The black hole in question has about 50,000 times the mass of the Sun. That’s far more than what might be expected of a black hole formed in the wake of a single supernova blast but far less than the millions to billions of solar masses found in supermassive black holes.

NASA’s Chandra X-ray Observatory and the European Space Agency’s X-ray Multi-Mirror Mission both detected a powerful X-ray flare in 2006. Researchers tentatively attributed the burst, catalogued as 3XMM J215022.4−055108, to a tidal disruption event, but were unable to determine if the flare originated inside or outside the Milky Way.

Enter the Hubble Space Telescope. Dacheng Lin of the University of New Hampshire used Hubble to collect high-resolution imagery showing the flare occurred in a star cluster on the outskirts of another galaxy.

The Hubble Space Telescope’s Advanced Camera for Surveys shows the location (circled) of an intermediate-mass black hole with more than 50,000 times the mass of the Sun. The black hole resides in a star cluster on the outskirts of the bright galaxy at the centre of the image. Image: NASA, ESA, D. Lin (University of New Hampshire)

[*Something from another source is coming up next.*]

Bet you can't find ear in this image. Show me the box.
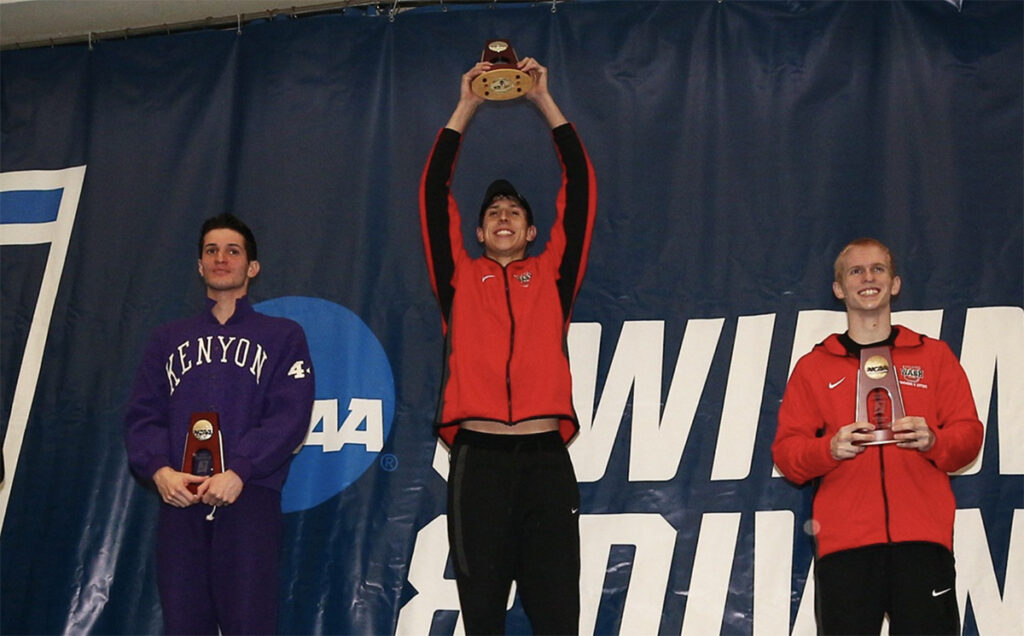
[833,282,846,300]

The cluster may be the sparsely populated core of a dwarf galaxy that has been disrupted by gravitational interactions with the larger galaxy, providing the sort of environment conducive to the development of an intermediate-mass black hole, or IMBH.

The mass estimate of 3XMM J215022.4−055108 was based on the X-ray luminosity and spectra, which evolved in a manner consistent with well-understood black hole accretion processes.

“Intermediate-mass black holes are very elusive objects, and so it is critical to carefully consider and rule out alternative explanations for each candidate,” said Lin. “That is what Hubble has allowed us to do for our candidate.”

A paper describing the research was published in the 31 March issue of The Astrophysical Journal Letters.